Sur la dépénalisation, sujet très polémique ces temps-ci après les déclarations de Cécile Duflot, Christophe Cavard dit « assumer » le choix de la dépénalisation en général. Mme Yannicopoulos est, elle, contre l’idée du tout répressif et la stigmatisation de certaines populations « à risque » comme les « travailleurs du sexe », ce qui accentuerait et aggraverait la situation, mais elle est « contre la dépénalisation du cannabis et des autres drogues ».
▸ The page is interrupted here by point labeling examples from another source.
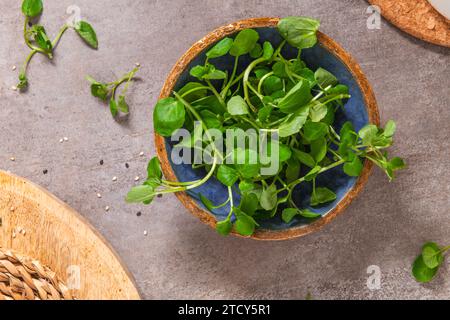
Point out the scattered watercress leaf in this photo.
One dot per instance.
(431, 254)
(87, 33)
(32, 8)
(140, 194)
(421, 272)
(154, 169)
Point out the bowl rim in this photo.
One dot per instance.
(332, 47)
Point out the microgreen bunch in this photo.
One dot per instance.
(427, 264)
(38, 41)
(273, 93)
(105, 91)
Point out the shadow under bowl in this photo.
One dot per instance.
(360, 109)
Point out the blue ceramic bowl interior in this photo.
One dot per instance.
(336, 180)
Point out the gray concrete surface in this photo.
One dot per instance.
(181, 257)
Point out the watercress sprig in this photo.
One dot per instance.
(272, 93)
(427, 264)
(37, 40)
(105, 91)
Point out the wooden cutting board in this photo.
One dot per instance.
(37, 224)
(418, 18)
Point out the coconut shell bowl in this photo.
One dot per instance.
(360, 109)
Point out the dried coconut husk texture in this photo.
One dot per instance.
(418, 18)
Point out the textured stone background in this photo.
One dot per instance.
(181, 257)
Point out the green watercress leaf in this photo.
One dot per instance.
(227, 175)
(421, 272)
(32, 8)
(87, 33)
(299, 32)
(325, 78)
(297, 97)
(140, 194)
(237, 106)
(169, 115)
(220, 49)
(269, 198)
(154, 169)
(431, 255)
(314, 130)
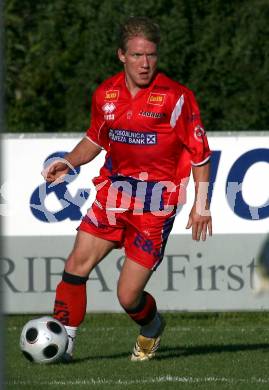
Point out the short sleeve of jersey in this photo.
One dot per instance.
(186, 119)
(96, 132)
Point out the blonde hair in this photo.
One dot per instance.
(138, 26)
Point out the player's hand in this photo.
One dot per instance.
(201, 224)
(55, 172)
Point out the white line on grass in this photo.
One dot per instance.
(159, 379)
(168, 329)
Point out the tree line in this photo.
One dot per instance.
(57, 52)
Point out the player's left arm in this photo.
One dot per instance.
(200, 218)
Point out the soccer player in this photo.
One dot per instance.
(150, 128)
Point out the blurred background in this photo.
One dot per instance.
(57, 52)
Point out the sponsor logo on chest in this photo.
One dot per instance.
(156, 98)
(108, 108)
(133, 137)
(112, 95)
(152, 114)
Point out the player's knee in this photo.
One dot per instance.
(128, 299)
(78, 264)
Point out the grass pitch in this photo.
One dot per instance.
(198, 351)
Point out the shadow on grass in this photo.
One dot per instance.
(178, 352)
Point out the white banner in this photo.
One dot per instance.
(240, 197)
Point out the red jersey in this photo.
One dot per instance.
(158, 131)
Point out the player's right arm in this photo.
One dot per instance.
(84, 152)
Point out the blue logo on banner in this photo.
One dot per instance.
(70, 205)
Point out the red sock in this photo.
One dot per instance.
(144, 313)
(71, 300)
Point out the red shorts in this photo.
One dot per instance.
(143, 236)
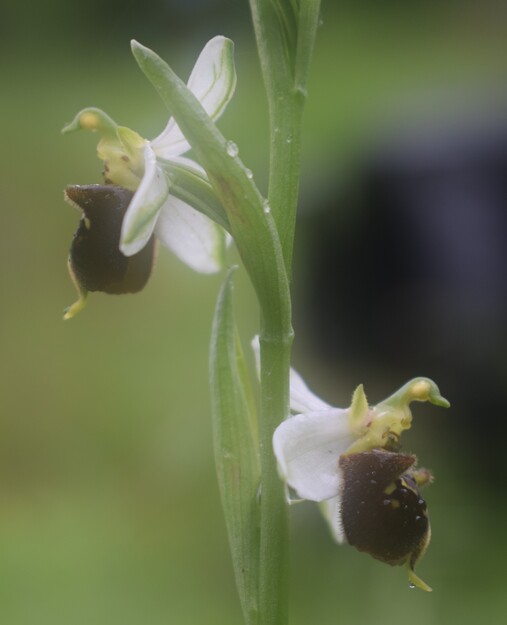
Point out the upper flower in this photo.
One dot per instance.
(141, 166)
Le candidat d’EELV dans la 6e circonscription prétend que la pénalisation aggrave le problème, et « qu’il n’y a jamais eu autant de problèmes liés à la maladie du Sida et aux drogues que depuis le phénomène de répression et de pénalisation ».

Une chose est sure, quel que soit la couleur politique, une vérité apparaît clairement : la maladie ne connaît pas les frontières. Lorsqu’elle se manifeste, il faut la traiter. Certains des intervenants parlent d’intérêt général, d’autre de politique de santé… Mais la réalité demeure : 34 millions de personnes vivent avec le VIH. L’Afrique est la première région concernée, avec 23 millions de séropositifs, suivie par l’Asie du Sud et du Sud Est (4 millions) et l’Amérique Latine (1,5 millions). On observe ainsi le nécessaire « rééquilibrage » Nord-Sud à opérer.
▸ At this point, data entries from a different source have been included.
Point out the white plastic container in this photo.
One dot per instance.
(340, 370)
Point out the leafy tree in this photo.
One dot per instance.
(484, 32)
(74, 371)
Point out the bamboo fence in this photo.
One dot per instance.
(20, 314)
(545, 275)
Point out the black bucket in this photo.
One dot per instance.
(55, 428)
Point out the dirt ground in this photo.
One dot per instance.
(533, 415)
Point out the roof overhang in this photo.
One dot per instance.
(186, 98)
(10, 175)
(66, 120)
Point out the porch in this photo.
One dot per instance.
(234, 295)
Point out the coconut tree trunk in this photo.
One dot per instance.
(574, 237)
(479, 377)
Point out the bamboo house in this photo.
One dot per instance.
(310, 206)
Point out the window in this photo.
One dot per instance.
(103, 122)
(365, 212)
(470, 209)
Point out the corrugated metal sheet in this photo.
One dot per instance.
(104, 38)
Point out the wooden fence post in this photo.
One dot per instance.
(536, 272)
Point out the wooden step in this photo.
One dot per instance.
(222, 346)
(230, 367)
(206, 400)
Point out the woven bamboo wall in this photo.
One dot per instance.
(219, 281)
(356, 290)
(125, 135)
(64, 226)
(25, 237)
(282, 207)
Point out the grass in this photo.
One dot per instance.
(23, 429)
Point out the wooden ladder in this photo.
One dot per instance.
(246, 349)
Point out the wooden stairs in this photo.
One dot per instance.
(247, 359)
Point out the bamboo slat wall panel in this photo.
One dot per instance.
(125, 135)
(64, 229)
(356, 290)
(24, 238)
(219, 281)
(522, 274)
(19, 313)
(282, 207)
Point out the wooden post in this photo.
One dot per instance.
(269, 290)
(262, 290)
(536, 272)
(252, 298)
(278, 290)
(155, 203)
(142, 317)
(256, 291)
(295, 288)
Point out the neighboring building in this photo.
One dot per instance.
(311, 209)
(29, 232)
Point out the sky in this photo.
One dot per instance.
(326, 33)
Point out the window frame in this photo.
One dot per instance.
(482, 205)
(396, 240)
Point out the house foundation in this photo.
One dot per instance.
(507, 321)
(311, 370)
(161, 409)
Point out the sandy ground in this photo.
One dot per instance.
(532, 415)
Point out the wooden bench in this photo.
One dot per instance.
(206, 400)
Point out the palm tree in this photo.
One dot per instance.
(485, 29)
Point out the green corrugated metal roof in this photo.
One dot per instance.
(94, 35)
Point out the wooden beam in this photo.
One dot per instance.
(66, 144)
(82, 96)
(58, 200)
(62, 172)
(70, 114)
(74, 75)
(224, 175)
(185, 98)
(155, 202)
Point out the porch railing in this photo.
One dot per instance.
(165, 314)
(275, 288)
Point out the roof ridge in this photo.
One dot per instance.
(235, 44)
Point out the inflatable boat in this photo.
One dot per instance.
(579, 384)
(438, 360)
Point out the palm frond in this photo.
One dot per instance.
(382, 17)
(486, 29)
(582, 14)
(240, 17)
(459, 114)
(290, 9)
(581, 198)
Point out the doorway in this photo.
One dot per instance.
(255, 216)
Dans ce contexte, on peut avoir des doutes sur les possibilités, au-delà même de la seule volonté politique des futurs élus au Palais Bourbon, face aux logiques économiques des multinationales et grands groupes pharmaceutiques qui détiennent les brevets des traitements de lutte contre le Sida. Et dans une logique de rigueur budgétaire, le nouveau Gouvernement aura-t-il les coudées franches pour mettre en œuvre une politique de santé publique ambitieuse ? Les membres de l’association AIDES locaux, ne manqueront pas, nous dit-on, de rappeler à l’ordre ceux qui se seront engagés ce jeudi 7 juin 2012, à Nîmes.